As we mentioned last week, the city is getting ready to open up the brand new Hester Street Playground in Sara D. Roosevelt Park, after a $5 million reconstruction project. When you visit the playground in the weeks ahead, you might notice rows of distinctive mosaic tiles embedded in the brick walls on either side of the park.
The tiles were designed by 120 students at M.S. 131, the public school located on the playground’s southeast corner. They may seem like a small design detail, but for many community activists the tiles represent something else — a successful grassroots campaign to transform a neglected public space.
It’s a concept championed by many neighborhood organizations, but especially by the Lower East Side non-profit, Hester Street Collaborative. Last week I stopped by their offices to talk with Executive Director Annie Frederick about the playground and “People Make Parks,” a new initiative to get other communities involved in improving their own shared spaces.
Hester Street Collaborative (HSC) is affiliated with an architectural firm, the Leroy Street Studio. Shortly after relocating to Hester Street (just a few steps away from Sara D. Roosevelt Park) in 2001, they began working with M.S. 131 to develop art and design projects. Two years later, HSC became a separate entity, “dedicated to improving the physical environment in under-served NYC neighborhoods.”
“People Make Parks” is a collaboration between the Hester Street Collaborative and NYC’s Partnership for Parks. In a step-by-step guide (available soon online), the organizations detail how neighborhoods can participate in park design.

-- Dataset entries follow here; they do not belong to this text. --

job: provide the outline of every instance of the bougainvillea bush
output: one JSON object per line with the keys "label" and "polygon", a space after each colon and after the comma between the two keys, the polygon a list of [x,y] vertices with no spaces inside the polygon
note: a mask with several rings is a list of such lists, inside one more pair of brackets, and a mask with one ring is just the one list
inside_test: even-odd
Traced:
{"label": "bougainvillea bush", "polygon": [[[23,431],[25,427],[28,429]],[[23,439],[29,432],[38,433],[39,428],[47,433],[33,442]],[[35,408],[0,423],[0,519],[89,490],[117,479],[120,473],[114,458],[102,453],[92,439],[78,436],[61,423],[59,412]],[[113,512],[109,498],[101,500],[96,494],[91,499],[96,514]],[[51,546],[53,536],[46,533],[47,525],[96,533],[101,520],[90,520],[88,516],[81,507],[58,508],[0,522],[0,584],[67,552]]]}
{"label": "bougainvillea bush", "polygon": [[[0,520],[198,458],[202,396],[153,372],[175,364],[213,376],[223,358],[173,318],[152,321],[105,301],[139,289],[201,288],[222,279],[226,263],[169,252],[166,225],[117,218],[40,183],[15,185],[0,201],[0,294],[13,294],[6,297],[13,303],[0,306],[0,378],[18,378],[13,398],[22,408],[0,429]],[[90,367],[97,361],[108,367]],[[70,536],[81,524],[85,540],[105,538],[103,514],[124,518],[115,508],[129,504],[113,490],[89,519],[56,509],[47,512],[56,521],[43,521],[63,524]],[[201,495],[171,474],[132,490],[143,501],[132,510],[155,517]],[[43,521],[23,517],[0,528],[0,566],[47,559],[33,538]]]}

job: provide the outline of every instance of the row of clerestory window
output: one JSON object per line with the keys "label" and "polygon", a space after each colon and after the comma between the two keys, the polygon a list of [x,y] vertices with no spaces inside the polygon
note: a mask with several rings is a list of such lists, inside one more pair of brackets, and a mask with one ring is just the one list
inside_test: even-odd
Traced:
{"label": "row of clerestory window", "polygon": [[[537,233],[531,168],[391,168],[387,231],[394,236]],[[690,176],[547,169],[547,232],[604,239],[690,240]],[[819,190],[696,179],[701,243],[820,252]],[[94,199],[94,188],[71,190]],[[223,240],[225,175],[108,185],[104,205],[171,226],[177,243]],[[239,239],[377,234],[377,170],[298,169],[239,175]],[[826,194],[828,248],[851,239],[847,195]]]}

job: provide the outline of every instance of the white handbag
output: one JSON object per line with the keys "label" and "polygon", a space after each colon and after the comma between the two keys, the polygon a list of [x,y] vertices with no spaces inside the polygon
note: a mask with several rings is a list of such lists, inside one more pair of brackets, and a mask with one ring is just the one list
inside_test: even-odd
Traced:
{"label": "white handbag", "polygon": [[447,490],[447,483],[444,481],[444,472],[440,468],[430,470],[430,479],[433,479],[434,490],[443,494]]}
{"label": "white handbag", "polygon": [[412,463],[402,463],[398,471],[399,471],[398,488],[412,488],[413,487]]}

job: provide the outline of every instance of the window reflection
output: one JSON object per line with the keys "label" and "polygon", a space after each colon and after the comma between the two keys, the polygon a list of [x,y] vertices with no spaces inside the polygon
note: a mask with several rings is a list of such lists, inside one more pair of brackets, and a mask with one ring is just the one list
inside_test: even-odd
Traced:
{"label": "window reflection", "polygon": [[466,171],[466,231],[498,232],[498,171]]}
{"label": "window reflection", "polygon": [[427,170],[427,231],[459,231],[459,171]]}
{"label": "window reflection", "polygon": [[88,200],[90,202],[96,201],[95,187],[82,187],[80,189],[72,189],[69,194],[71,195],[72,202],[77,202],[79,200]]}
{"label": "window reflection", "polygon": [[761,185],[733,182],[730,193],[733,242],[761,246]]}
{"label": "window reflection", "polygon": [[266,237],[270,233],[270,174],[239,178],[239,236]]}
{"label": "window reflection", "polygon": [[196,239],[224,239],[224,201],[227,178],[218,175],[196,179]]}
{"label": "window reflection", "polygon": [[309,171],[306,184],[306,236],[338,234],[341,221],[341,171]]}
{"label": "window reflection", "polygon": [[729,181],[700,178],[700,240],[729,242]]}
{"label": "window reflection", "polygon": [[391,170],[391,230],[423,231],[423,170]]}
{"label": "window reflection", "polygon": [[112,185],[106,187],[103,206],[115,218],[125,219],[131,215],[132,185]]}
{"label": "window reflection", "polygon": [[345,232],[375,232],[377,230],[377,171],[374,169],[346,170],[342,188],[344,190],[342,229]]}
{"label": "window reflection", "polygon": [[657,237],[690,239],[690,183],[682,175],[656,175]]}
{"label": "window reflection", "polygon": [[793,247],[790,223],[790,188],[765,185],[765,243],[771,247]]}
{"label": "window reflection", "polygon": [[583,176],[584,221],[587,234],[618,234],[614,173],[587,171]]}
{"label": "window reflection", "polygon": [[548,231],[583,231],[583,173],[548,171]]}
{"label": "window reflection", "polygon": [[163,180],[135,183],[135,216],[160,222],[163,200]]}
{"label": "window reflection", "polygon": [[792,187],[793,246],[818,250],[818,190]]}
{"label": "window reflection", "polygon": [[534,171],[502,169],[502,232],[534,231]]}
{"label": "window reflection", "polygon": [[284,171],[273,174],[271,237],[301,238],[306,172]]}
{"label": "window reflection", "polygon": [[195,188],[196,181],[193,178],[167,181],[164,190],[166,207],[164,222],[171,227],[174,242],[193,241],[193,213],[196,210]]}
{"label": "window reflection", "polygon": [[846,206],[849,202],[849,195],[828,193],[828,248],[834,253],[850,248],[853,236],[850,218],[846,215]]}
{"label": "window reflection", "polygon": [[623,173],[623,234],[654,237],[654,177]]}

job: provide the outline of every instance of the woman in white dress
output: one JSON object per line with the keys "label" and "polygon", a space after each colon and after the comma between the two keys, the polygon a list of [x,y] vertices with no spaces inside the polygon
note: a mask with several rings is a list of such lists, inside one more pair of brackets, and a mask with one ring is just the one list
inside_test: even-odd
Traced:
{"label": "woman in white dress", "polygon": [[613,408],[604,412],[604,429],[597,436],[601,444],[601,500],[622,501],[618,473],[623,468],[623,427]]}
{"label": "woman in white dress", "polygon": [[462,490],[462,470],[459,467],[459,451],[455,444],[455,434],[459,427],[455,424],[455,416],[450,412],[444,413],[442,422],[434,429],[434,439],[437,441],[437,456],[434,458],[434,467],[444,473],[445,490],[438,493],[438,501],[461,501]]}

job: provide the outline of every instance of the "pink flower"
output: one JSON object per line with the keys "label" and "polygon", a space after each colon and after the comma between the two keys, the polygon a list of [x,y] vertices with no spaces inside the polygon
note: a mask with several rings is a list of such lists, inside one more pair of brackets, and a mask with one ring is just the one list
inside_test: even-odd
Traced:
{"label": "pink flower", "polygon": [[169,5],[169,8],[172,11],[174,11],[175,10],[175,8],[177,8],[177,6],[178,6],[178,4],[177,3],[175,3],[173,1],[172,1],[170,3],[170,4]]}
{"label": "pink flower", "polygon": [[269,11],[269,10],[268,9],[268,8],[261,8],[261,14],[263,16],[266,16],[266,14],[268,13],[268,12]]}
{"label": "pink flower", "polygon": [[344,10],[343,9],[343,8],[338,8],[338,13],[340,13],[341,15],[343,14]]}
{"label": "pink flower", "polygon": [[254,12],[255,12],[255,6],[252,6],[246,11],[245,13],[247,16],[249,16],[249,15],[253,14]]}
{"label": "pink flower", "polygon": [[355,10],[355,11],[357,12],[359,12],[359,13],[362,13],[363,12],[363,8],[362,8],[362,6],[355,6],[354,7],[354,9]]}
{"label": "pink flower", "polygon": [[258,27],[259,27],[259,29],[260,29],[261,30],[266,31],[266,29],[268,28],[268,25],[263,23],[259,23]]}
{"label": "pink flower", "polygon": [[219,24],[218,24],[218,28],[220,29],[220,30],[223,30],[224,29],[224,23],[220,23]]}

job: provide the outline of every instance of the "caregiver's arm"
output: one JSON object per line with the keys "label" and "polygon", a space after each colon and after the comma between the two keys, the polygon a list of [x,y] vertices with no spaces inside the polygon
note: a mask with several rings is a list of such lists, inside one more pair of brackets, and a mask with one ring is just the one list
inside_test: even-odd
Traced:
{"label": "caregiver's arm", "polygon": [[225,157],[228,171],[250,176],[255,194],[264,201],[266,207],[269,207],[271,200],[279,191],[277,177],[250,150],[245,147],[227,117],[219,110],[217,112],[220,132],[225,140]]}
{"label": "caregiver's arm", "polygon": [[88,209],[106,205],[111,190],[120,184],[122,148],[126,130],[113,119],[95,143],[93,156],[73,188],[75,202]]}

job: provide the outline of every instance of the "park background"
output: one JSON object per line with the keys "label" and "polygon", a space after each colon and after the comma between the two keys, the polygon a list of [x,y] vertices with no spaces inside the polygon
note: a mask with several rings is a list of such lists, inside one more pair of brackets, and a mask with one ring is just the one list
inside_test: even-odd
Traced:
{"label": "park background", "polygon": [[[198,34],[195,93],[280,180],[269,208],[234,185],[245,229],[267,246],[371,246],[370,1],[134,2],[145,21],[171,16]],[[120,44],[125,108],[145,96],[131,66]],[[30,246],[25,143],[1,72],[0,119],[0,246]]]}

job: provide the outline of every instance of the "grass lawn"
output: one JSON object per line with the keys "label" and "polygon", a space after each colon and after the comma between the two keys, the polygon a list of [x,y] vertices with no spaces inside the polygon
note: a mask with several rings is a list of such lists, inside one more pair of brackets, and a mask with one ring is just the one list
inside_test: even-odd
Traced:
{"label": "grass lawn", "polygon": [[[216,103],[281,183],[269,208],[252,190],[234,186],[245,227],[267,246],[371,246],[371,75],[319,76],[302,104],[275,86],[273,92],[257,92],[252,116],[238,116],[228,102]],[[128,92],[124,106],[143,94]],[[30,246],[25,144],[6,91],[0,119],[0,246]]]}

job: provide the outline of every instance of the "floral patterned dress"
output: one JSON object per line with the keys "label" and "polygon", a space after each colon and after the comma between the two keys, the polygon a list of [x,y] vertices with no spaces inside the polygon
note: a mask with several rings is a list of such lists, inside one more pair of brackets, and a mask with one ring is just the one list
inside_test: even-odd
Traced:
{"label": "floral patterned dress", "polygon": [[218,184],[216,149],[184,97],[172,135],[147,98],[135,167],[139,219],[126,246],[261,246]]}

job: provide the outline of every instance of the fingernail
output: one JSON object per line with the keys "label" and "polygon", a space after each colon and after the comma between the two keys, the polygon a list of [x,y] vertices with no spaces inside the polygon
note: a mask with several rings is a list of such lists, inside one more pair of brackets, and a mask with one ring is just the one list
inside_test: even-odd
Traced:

“Visioning” a new Hester Street Playground. Photo courtesy: Hester Street Collaborative.
The community’s involvement in the design of the Hester Street Playground helped inform the new program. Back then, there were visioning sessions in the park, in which both adults and children took part in interactive design exercises. Many of their ideas were incorporated into the city’s final plans for the playground, including those mosaic tiles.
Frederick believes the process demonstrated the value of engaging residents in the future of their neighborhoods in a very specific context. In the past, communities have been consulted about major Parks Department projects. But that has often meant simply calling a public meeting, in which people are invited to offer input in a very general way.
The “People Make Parks” program, on the other hand, gives communities the tools they need to actively participate in the design of public spaces. The “tool kit” was used for the first time last month by a neighborhood group, the Friends of Gulick Park.
In their ongoing campaign to give the neglected space alongside the Williamsburg Bridge a major facelift, the organization basically turned the park into an open-air design studio. Residents could write on a diagram of the park, indicating what they liked and disliked about it. There was an oral history station, in which neighbors (including Assembly Speaker Sheldon Silver) shared Gulick Park memories. People pinned notes about the park’s past, present and future on various landmarks.
Frederick said the Parks Department has been very receptive about the notion of increased community involvement in park design. She hopes other city agencies will also come see the value of engaging neighborhoods in urban design projects.